Anyways, I was given the gift of a norovirus somewhere along the line this week, which hasn’t been so acute (all my stomach contents have remained appropriately in my stomach in north and southward directions), but it has definitely been aggravating everything regardless. No appetite, a general aversion to food, stabbing stomach pains and a myriad of other fun things to spread around like butter. Ew, butter.. shudder. I never EVER thought I would ever think that. This is bad.
As you can guess, food blogging has been a challenge this week. But, it did lend me to a host of other things that I haven’t thought about in.. say.. ever. Like toddler foods and things that are otherwise bland. Such as saltines. The glorious, completely ignorable saltine. Guaranteed to give you zero fiber and maximum salt, I thought I’d pay homage to my foodstuff of choice this week.
I’ve made crackers before, they’re okay. Crispy, fancy, flat, dusted with exotic sea salts at the end. However, they can’t hold a candle to the flaky layers of the saltine, seemingly held together by nothing but flour paste and air. How do they do that? Why do they do that? Why is such a trashy food so addictively good once you crunch a few? UGH! Well, I’ll tell you guys (of course) in today’s brief history of the saltine cracker.
You see, waaaaaay back in the day, a few hundred years ago, men traveled thousands of miles across the ocean looking for this and that, land and junk. Being that food preservation technology wasn’t what it is today, the diet of the average sailor was piss poor. Sailors typically ate a diet of rehydrated salted beef and a simple cracker called hardtack- both of which were impervious to the damp elements on ships and had a nearly indefinite shelf life. Although this guaranteed food for long journeys across oceans, it did little for exciting the palate or ensuring that sailors wouldn’t end up with nutritional deficiencies and eventual diseases such as scurvy and rickets. However, they made do, and we discovered the new world, et cetera.

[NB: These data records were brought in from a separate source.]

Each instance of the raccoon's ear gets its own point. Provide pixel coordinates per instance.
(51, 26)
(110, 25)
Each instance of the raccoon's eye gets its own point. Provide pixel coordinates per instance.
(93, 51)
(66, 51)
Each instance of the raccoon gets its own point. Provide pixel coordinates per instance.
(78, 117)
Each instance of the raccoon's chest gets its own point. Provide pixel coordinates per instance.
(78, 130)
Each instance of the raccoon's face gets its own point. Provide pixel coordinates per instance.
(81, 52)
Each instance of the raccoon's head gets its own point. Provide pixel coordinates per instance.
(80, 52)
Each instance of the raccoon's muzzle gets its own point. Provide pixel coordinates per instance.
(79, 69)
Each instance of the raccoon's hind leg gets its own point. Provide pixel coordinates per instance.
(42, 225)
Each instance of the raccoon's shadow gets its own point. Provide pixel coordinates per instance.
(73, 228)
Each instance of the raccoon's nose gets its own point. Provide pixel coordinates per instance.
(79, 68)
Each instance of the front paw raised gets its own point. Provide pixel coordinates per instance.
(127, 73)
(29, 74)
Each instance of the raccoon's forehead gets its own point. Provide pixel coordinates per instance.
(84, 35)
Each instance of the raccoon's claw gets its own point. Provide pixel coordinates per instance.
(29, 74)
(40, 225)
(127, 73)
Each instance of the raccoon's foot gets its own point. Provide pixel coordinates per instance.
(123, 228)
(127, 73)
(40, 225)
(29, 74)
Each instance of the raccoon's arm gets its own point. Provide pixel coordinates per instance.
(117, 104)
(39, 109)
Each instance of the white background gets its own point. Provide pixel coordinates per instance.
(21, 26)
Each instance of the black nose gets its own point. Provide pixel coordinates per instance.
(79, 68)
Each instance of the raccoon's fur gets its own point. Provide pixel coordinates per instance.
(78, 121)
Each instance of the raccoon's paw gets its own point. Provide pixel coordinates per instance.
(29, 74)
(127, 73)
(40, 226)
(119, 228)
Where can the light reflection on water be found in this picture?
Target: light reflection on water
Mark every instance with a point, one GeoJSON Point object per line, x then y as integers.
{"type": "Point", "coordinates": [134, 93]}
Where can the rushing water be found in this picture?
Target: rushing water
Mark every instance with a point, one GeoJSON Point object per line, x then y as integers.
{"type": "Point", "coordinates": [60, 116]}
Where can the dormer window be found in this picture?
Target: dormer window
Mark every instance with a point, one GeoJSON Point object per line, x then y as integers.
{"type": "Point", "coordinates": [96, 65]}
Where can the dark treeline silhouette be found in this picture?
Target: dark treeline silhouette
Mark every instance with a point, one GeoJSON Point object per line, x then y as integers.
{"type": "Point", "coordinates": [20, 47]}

Anyways, hardtack was pretty much just flour, water and salt baked in a flat dough. Hardtack didn’t rise, it just sat there defiantly in the oven. Obviously, nobody reminisced wistfully about the binding powers of ship rations when they were safely at home (with half their teeth, thanks scurvy) but as mentioned before it did the trick on long voyages. This went on and on until the late 18th century when a savior of a baker decided to improve on the curmudgeonly hardtack by adding a leavener, thus creating the first soda cracker.

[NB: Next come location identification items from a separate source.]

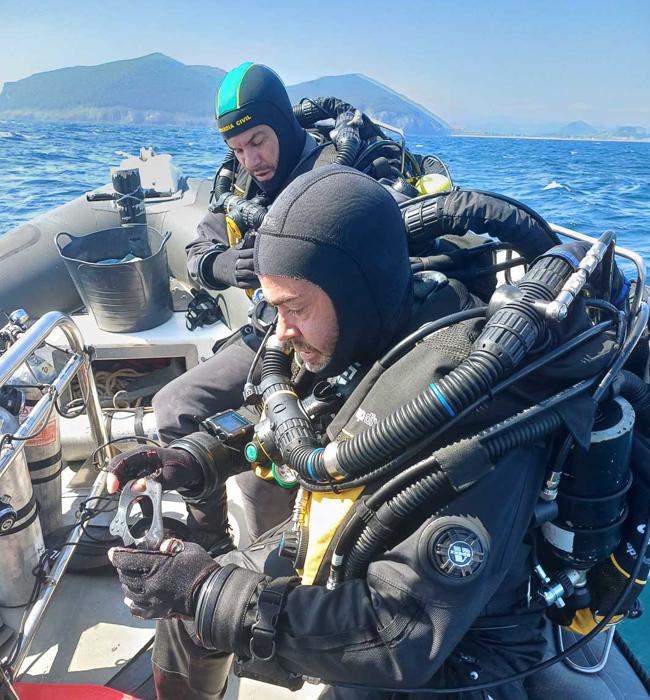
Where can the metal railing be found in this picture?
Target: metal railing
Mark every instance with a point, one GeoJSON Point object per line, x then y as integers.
{"type": "Point", "coordinates": [77, 365]}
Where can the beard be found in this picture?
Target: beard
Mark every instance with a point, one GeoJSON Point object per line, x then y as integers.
{"type": "Point", "coordinates": [316, 360]}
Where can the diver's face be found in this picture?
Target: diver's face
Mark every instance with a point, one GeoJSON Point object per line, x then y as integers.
{"type": "Point", "coordinates": [306, 318]}
{"type": "Point", "coordinates": [257, 150]}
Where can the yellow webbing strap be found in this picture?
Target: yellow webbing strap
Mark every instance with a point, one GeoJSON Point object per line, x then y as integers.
{"type": "Point", "coordinates": [326, 511]}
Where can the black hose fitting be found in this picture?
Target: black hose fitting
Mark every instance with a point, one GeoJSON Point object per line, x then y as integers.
{"type": "Point", "coordinates": [512, 332]}
{"type": "Point", "coordinates": [637, 392]}
{"type": "Point", "coordinates": [293, 434]}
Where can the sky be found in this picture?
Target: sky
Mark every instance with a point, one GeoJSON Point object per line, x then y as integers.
{"type": "Point", "coordinates": [469, 61]}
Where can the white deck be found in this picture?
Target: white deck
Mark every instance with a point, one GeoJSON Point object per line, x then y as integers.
{"type": "Point", "coordinates": [88, 633]}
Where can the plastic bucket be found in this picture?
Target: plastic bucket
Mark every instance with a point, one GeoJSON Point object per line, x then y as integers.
{"type": "Point", "coordinates": [123, 296]}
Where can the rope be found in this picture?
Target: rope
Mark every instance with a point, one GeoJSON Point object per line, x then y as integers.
{"type": "Point", "coordinates": [630, 657]}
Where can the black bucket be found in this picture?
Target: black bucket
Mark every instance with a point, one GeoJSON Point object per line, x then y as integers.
{"type": "Point", "coordinates": [123, 296]}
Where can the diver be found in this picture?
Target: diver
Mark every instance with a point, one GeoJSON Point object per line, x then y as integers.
{"type": "Point", "coordinates": [270, 143]}
{"type": "Point", "coordinates": [256, 120]}
{"type": "Point", "coordinates": [400, 568]}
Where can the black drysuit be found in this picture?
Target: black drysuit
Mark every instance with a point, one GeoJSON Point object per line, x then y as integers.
{"type": "Point", "coordinates": [218, 383]}
{"type": "Point", "coordinates": [406, 623]}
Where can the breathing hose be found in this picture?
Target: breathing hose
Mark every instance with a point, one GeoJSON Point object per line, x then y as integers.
{"type": "Point", "coordinates": [436, 490]}
{"type": "Point", "coordinates": [509, 335]}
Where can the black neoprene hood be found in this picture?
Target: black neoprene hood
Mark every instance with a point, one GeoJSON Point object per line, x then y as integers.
{"type": "Point", "coordinates": [251, 95]}
{"type": "Point", "coordinates": [341, 230]}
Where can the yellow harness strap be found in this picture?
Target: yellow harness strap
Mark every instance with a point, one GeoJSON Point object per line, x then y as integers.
{"type": "Point", "coordinates": [326, 511]}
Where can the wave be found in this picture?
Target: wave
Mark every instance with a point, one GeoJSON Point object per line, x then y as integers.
{"type": "Point", "coordinates": [13, 136]}
{"type": "Point", "coordinates": [555, 185]}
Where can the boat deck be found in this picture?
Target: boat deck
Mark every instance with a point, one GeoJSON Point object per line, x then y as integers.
{"type": "Point", "coordinates": [88, 635]}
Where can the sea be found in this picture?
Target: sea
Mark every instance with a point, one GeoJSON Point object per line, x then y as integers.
{"type": "Point", "coordinates": [590, 186]}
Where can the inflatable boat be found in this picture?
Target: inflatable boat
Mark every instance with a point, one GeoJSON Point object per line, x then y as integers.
{"type": "Point", "coordinates": [69, 636]}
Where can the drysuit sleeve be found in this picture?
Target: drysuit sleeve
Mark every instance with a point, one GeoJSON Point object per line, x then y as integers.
{"type": "Point", "coordinates": [211, 238]}
{"type": "Point", "coordinates": [397, 625]}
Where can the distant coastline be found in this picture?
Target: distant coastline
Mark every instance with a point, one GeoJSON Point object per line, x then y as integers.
{"type": "Point", "coordinates": [603, 139]}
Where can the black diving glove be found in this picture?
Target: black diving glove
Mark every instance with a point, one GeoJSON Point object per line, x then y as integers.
{"type": "Point", "coordinates": [173, 468]}
{"type": "Point", "coordinates": [234, 267]}
{"type": "Point", "coordinates": [161, 584]}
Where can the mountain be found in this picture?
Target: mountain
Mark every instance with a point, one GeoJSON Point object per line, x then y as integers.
{"type": "Point", "coordinates": [152, 88]}
{"type": "Point", "coordinates": [159, 89]}
{"type": "Point", "coordinates": [579, 128]}
{"type": "Point", "coordinates": [376, 100]}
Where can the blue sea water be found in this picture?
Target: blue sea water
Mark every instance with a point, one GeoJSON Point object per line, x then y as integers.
{"type": "Point", "coordinates": [590, 186]}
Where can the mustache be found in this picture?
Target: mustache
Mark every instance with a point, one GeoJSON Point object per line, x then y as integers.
{"type": "Point", "coordinates": [306, 347]}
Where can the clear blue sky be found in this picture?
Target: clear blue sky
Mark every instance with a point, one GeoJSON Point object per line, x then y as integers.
{"type": "Point", "coordinates": [466, 60]}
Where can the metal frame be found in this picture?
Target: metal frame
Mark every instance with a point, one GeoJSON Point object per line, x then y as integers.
{"type": "Point", "coordinates": [78, 364]}
{"type": "Point", "coordinates": [637, 259]}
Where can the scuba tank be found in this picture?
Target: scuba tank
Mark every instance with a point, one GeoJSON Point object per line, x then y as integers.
{"type": "Point", "coordinates": [603, 502]}
{"type": "Point", "coordinates": [21, 538]}
{"type": "Point", "coordinates": [43, 451]}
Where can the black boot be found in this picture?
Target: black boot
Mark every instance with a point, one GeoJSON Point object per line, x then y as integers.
{"type": "Point", "coordinates": [208, 523]}
{"type": "Point", "coordinates": [174, 686]}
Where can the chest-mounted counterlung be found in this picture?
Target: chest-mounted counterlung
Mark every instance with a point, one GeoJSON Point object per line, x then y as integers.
{"type": "Point", "coordinates": [528, 327]}
{"type": "Point", "coordinates": [522, 321]}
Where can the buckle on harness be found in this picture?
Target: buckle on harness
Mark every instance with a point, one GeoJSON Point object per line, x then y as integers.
{"type": "Point", "coordinates": [269, 607]}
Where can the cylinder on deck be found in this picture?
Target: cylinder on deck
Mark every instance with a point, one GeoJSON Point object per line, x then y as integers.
{"type": "Point", "coordinates": [43, 451]}
{"type": "Point", "coordinates": [21, 541]}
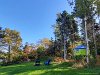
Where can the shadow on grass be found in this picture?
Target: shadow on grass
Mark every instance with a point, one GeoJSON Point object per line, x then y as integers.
{"type": "Point", "coordinates": [53, 69]}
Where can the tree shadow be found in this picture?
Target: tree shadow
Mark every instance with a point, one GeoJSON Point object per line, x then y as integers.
{"type": "Point", "coordinates": [53, 69]}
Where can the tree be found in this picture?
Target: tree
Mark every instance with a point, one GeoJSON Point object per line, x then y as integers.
{"type": "Point", "coordinates": [12, 39]}
{"type": "Point", "coordinates": [65, 27]}
{"type": "Point", "coordinates": [86, 10]}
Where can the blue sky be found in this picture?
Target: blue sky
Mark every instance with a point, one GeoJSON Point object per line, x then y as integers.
{"type": "Point", "coordinates": [32, 18]}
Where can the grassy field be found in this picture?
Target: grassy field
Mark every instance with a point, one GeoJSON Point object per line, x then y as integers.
{"type": "Point", "coordinates": [53, 69]}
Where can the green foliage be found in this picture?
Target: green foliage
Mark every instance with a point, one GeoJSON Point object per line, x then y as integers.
{"type": "Point", "coordinates": [92, 61]}
{"type": "Point", "coordinates": [53, 69]}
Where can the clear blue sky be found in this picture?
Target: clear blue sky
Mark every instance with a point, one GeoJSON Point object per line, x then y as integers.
{"type": "Point", "coordinates": [32, 18]}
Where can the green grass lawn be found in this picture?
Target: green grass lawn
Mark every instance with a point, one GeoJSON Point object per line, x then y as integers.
{"type": "Point", "coordinates": [53, 69]}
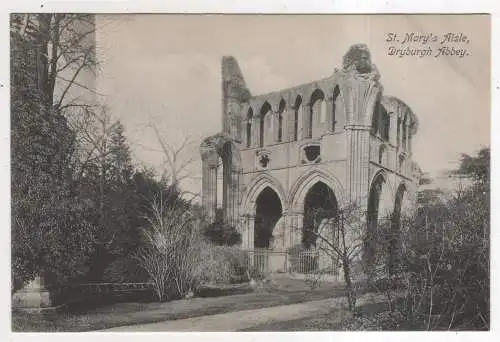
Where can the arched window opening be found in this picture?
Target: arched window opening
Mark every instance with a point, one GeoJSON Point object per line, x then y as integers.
{"type": "Point", "coordinates": [375, 120]}
{"type": "Point", "coordinates": [322, 112]}
{"type": "Point", "coordinates": [372, 218]}
{"type": "Point", "coordinates": [320, 203]}
{"type": "Point", "coordinates": [336, 93]}
{"type": "Point", "coordinates": [394, 251]}
{"type": "Point", "coordinates": [249, 127]}
{"type": "Point", "coordinates": [296, 117]}
{"type": "Point", "coordinates": [281, 109]}
{"type": "Point", "coordinates": [405, 129]}
{"type": "Point", "coordinates": [315, 112]}
{"type": "Point", "coordinates": [266, 107]}
{"type": "Point", "coordinates": [381, 155]}
{"type": "Point", "coordinates": [219, 211]}
{"type": "Point", "coordinates": [401, 162]}
{"type": "Point", "coordinates": [385, 124]}
{"type": "Point", "coordinates": [267, 214]}
{"type": "Point", "coordinates": [398, 136]}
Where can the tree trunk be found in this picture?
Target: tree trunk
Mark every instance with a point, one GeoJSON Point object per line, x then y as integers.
{"type": "Point", "coordinates": [349, 288]}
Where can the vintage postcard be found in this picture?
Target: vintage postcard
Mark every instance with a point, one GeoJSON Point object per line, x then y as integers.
{"type": "Point", "coordinates": [231, 172]}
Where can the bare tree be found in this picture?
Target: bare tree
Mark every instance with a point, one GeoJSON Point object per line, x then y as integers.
{"type": "Point", "coordinates": [66, 48]}
{"type": "Point", "coordinates": [176, 159]}
{"type": "Point", "coordinates": [173, 246]}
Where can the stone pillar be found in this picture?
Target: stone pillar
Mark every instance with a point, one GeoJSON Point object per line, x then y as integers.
{"type": "Point", "coordinates": [358, 163]}
{"type": "Point", "coordinates": [232, 196]}
{"type": "Point", "coordinates": [256, 131]}
{"type": "Point", "coordinates": [251, 232]}
{"type": "Point", "coordinates": [306, 122]}
{"type": "Point", "coordinates": [393, 118]}
{"type": "Point", "coordinates": [329, 114]}
{"type": "Point", "coordinates": [284, 127]}
{"type": "Point", "coordinates": [209, 186]}
{"type": "Point", "coordinates": [291, 123]}
{"type": "Point", "coordinates": [407, 132]}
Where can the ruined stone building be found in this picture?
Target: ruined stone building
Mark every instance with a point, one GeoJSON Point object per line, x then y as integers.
{"type": "Point", "coordinates": [323, 144]}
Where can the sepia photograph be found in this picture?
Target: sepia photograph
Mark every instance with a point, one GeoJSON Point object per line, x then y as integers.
{"type": "Point", "coordinates": [246, 172]}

In 1801 a bakery in Newberryport, Massachusetts rolled out the first light and airy version of hardtack. Although officially the first “cracker” was made at this plant in 1792 by John Pearson to be used as sailor rations, it was Josiah Bent who thought to engineer a more palatable version that could still travel well but could also double duty as a snack food. Mr. Bent created his version of hardtack perhaps by accident one day when he accidentally burnt a batch of leavened hardtack, thus creating the crispy, crackly version that we all know and tolerate today.
By 1810 Mr. Bent’s light and airy version of the hardtack was clearly preferred over Mr. Pearson’s as the business swelled like a gas bubble. The soda cracker was a hit with sailors and civilians and spread in popularity all over the country quietly, like a landlocked schooner. In 1876 the American Biscuit Company acquired the recipe from Bent and started to create their own cracker which they called the Saltine. (The name came from the salty flavor due to the leaveners within the cracker itself.)

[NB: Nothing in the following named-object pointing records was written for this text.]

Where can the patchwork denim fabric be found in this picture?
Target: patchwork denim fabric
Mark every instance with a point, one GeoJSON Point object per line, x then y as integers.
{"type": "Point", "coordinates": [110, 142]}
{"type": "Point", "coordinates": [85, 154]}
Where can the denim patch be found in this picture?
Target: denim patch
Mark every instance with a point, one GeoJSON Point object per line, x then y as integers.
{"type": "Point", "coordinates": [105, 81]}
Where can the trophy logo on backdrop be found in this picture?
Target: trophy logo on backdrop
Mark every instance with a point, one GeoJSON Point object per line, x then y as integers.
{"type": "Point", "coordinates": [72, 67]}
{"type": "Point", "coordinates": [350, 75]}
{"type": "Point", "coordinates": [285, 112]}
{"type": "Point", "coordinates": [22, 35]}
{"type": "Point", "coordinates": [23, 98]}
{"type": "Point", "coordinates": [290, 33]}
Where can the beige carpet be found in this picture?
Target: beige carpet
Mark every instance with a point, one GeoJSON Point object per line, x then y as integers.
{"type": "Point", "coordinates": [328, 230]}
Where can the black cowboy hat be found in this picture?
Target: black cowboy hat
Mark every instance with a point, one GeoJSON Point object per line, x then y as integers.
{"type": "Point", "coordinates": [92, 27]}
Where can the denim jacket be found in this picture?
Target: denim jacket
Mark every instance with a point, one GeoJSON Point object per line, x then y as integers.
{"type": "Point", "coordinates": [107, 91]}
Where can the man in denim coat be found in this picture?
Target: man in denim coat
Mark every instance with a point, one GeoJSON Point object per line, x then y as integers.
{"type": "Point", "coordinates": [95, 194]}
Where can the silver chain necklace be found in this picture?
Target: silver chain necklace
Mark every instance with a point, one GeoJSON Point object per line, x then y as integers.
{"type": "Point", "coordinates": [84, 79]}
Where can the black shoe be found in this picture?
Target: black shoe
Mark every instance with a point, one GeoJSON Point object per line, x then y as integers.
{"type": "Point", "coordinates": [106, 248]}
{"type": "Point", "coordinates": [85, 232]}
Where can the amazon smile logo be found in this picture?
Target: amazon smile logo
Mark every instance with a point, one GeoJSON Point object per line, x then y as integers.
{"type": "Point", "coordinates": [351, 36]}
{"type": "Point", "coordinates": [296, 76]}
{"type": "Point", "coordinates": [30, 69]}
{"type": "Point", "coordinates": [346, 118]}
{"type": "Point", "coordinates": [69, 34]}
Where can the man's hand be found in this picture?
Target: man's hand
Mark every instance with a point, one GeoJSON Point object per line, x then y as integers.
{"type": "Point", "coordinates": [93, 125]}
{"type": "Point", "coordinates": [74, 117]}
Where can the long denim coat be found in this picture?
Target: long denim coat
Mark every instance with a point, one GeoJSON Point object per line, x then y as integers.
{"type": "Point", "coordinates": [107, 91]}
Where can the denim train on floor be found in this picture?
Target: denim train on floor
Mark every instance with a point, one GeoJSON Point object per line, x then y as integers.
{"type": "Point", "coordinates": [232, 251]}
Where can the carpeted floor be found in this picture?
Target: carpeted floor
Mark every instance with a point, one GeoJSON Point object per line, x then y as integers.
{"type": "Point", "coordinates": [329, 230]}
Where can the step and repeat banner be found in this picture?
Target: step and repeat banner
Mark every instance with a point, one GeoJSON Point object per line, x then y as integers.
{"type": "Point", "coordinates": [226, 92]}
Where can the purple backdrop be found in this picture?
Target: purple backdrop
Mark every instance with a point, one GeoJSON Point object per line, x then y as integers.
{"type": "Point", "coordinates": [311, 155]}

The popularity of the Saltine continued to grow over the next sixty some odd years, but the soda cracker really hit its stride during the depression. In the 1930′s people had limited resources so any means to stretch a food dollar were generally appreciated and adopted. Enter the soda cracker. As these suckers were dirt cheap to produce and retail, they became the wonder food for the financially strapped. Soda crackers could be used as a cheap filler in foods (e.g. meatloaf) or as an extender for otherwise unsatisfying meals (e.g. thin soup). Finally, America could stretch its food budget, its waistline and its large intestine simultaneously!
And that kind of brings us to today. The Saltine just kind of hung out around the edges of our food history, becoming tradition with bowls of soup at diners and quelling the nauseous stomach of the sick for generations. Almost nobody could complain about a Saltine, as they really tasted like nothing. Babies like them. Adults like them. Everyone likes them, to some degree. Especially me this week.